Но беда-то заключалась в том, что подобные представления, уже вовсе не владея умами, подчиняли себе тем не менее поведение людей как печатающихся, пишущих, говорящих, а значит, и как мыслящих. Идиллия развитого /5/ социализма сделалась общей мерой лояльности, и всякий, кто брался публично рассуждать об обществе и истории, о прошлом и современности, обязан был уплачивать этой идиллии хоть какую-нибудь дань. Свести ее до минимума было делом совсем нелегким. Тут требовались выдержка, терпение, такт и та особая подцензурная талантливость, которая в условиях гласности гибнет, как высаженный в поле оранжерейный цветок.

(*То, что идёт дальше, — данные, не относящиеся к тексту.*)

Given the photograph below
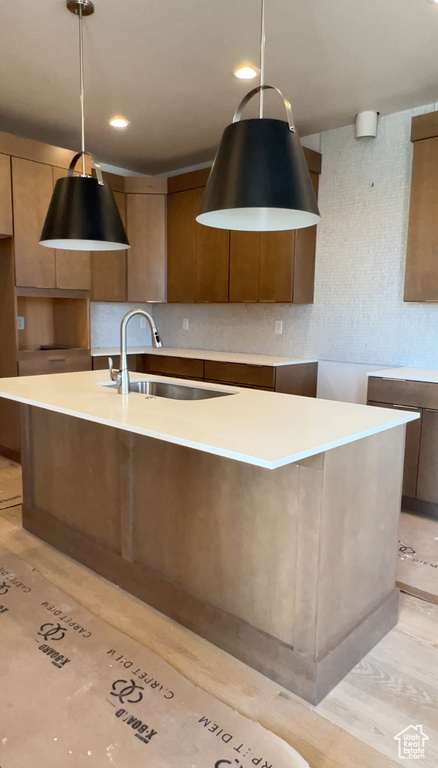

Герои вправе назвать подобные заботы мелкими. У меня иная, не столь ригористическая нравственная мера. Пока я жив, я сохраню уважение не только к тем, кто, отринув всякое соглашательство, пересылал свои прямодушные сочинения за рубеж, не только к тем, кто, рискуя своим служебным положением, благополучием, а иногда и свободой, обстреливал директивные инстанции вызывающе безотрадными социологическими обследованиями или докладными записками о приближающейся экологической и хозяйственной катастрофе; я сохраню уважение и к тем, кто, чем-то поступаясь и чего-то недоговаривая, прибегая к средствам косвенным и окольным, умудрялся пробуждать гражданское и нравственно-историческое сознание массового читателя через саму подцензурную советскую печать.
Здесь, конечно, следует прежде всего вспомнить наших писателей, представителей деревенской и городской темы, летописцев войны и довоенных лет. Но не будем забывать и об историках, в частности, о таких по сей день недостаточно ценимых представителях этого ученого цеха, какисторики идей.
Задержусь на одном примере, который уже давно имеет для меня значение недосягаемого образца — на творчестве Натана Яковлевича Эйдельмана.
К академической, институционализированной науке этот исследователь не принадлежал, да, по-видимому, и отторгался ею до конца дней. В возрасте пятидесяти девяти лет, написав более десятка безупречно добротных книг, он скончался… кандидатом исторических наук.
Процессы экономической детерминации социальных явлений мало интересовали Н. Я. Эйдельмана, хотя в реальных хозяйственных драмах (например, в истории начальственного грабежа, коррупции и взяточничества в России первой половины XIX века) он разбирался прекрасно. Натан Яковлевич был редким преемником нравственно ориентированной, гуманитарной историографии, которая богато (может быть, даже избыточно щедро) представлена в нашем Отечестве до революции и которую попросту извели /6/ где-то к 50-м годам. Натан Яковлевич писал о лицах, причем совсем не обязательно о великих, означенных в календарях, — скорее просто о биографически симптоматичных для известного времени. Он писал об исторических поколениях (полноценная, но совершенно неосмысленная нами человеческая и социокультурная общность).